It's good to know there is a smaller grain of Basmati. I would like to try some of that. Maybe should wait until I use up what I have. Walmart doesn't have either one you mentioned. I've never used saffron anything, never missed it ;-(

Actually I never really liked rice all that much Only with Chinese on top of it. Or my special rice pudding I adapted over the years, very yummy and creamy. If I have a choice of putting like stroganoff over something, I will choose noodles every time.

I think that is because I am basically a meat and potato person. But I just like this Mexican rice. My packets of Knorr mi arroz came. A little beat up. So I could go ahead and try it with some medium grain I have or wait for my Basmati.
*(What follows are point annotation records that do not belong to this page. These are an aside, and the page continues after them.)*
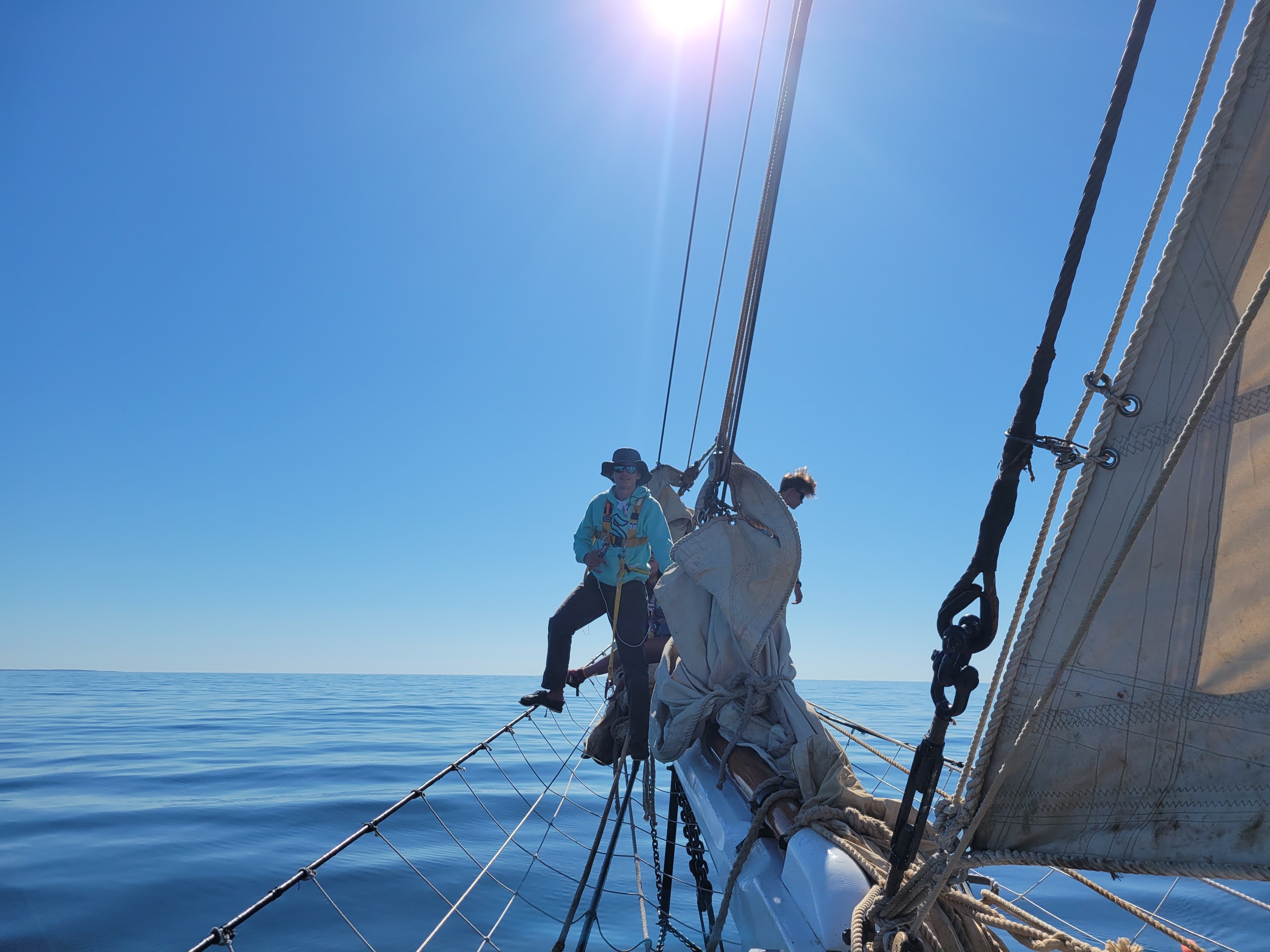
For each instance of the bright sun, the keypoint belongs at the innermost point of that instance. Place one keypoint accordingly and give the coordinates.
(684, 17)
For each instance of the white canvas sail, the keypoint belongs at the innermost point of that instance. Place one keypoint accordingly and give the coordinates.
(1155, 751)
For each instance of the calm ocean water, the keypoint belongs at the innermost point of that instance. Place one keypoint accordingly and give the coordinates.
(139, 810)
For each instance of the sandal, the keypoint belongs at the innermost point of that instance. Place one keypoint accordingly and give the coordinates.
(543, 699)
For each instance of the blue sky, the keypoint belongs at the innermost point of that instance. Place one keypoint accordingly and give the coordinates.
(319, 318)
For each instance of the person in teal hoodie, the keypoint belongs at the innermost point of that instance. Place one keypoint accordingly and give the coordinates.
(623, 530)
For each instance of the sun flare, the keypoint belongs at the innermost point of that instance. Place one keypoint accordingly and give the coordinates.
(684, 18)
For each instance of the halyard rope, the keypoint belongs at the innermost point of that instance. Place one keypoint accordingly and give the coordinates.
(1100, 367)
(693, 225)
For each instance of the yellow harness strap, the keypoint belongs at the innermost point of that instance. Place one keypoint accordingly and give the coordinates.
(621, 570)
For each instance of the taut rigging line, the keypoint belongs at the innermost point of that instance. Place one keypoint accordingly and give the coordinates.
(693, 226)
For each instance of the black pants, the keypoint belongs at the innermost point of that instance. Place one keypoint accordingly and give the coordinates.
(586, 604)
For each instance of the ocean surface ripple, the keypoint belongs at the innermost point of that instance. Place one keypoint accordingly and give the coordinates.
(140, 810)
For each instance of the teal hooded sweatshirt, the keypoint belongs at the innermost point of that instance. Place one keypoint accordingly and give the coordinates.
(651, 526)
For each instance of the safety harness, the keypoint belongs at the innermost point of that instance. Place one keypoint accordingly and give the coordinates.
(632, 541)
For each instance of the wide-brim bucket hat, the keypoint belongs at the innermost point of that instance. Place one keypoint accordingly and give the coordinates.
(626, 456)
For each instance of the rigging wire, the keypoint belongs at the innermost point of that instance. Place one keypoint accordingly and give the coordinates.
(693, 225)
(727, 439)
(727, 242)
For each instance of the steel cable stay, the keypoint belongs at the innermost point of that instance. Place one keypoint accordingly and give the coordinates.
(693, 225)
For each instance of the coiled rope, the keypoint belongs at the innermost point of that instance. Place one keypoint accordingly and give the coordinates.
(1104, 357)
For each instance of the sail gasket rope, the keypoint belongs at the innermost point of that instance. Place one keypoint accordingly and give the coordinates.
(991, 718)
(693, 226)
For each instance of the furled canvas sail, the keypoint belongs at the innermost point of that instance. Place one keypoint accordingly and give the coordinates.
(1155, 751)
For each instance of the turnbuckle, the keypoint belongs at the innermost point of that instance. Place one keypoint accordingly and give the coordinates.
(1127, 404)
(1068, 454)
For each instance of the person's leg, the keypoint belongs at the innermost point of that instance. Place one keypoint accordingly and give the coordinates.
(632, 632)
(583, 606)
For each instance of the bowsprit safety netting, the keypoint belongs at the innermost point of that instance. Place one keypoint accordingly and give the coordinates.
(496, 850)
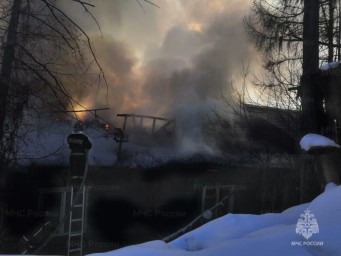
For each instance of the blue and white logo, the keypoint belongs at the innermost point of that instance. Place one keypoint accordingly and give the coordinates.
(307, 225)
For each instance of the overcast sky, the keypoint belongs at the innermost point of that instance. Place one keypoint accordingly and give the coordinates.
(158, 60)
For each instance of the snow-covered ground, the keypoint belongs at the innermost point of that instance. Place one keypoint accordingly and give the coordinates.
(312, 140)
(309, 229)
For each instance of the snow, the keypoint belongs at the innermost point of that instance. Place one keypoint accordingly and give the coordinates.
(312, 140)
(330, 65)
(266, 234)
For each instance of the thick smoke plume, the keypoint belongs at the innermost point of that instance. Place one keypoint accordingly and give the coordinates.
(174, 61)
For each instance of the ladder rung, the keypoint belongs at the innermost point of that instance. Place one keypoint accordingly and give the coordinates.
(74, 220)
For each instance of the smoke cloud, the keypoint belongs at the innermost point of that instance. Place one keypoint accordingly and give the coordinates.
(174, 61)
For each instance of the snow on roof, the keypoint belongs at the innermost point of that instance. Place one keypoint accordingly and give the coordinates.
(330, 65)
(267, 234)
(312, 140)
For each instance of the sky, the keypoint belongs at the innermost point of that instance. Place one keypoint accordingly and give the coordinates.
(177, 58)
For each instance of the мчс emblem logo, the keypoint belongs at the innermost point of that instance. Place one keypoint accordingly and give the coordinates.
(307, 225)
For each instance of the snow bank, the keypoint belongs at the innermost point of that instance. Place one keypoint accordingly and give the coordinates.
(267, 234)
(312, 140)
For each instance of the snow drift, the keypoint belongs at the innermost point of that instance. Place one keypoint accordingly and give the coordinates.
(267, 234)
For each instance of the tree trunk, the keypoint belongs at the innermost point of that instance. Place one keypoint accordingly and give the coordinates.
(311, 99)
(8, 57)
(331, 7)
(5, 79)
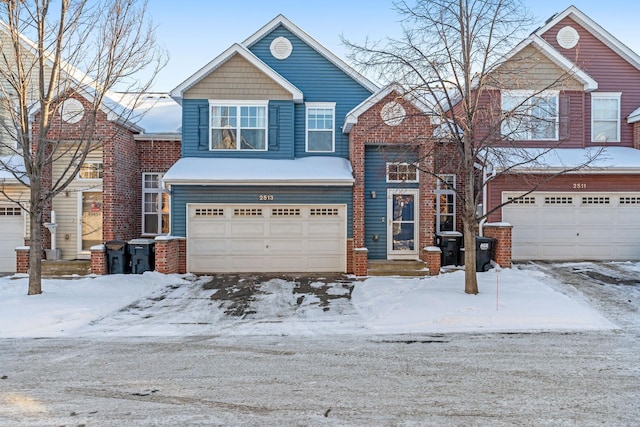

So many neat ideas for culinary experts. Nice to see Freepers who like haute cuisine.

Now next on my list is a peach dump cake. Only because I don't have much left to cook with and have stuff on hand that will work. I saw one with instead of all that butter (too much imo) pour a can of 7-up over the top. Well I happen to have a bottle of club soda and some maraschino cherry juice, a can of peach pie filling, some regular sliced peaches, and a nice yellow cake mix. So that is what I am going to do. Put a little nonstick something in glass cake pan, pile in the peaches, spread the cake mix over the top, smooth out and gently mix the cherry juice and enough soda to make 12 oz, pour that over the top, bake at 3xx something (oven if a little off) and see what happens.

But I will need some vanilla ice cream and the biggest Hershey's syrup to finish up the club soda. I make the old fashioned chocolate sodas. Yum. I also make the thick malts if I have malt powder. I mash the ice cream with a spoon, and the malt and syrup and it comes out exactly like those thick malts you can get some places. So I am good at improvising some things.

The only problem is I am very picky about vanilla ice cream. It can't be French. It can be cheap, just has to suit me. I only like Whitey's, Blue Bunny, Countryfare which was a great bargain only looks like it's been dropped. It was cheap and good. Now I will have to try other cheaper brands because the first two are too expensive.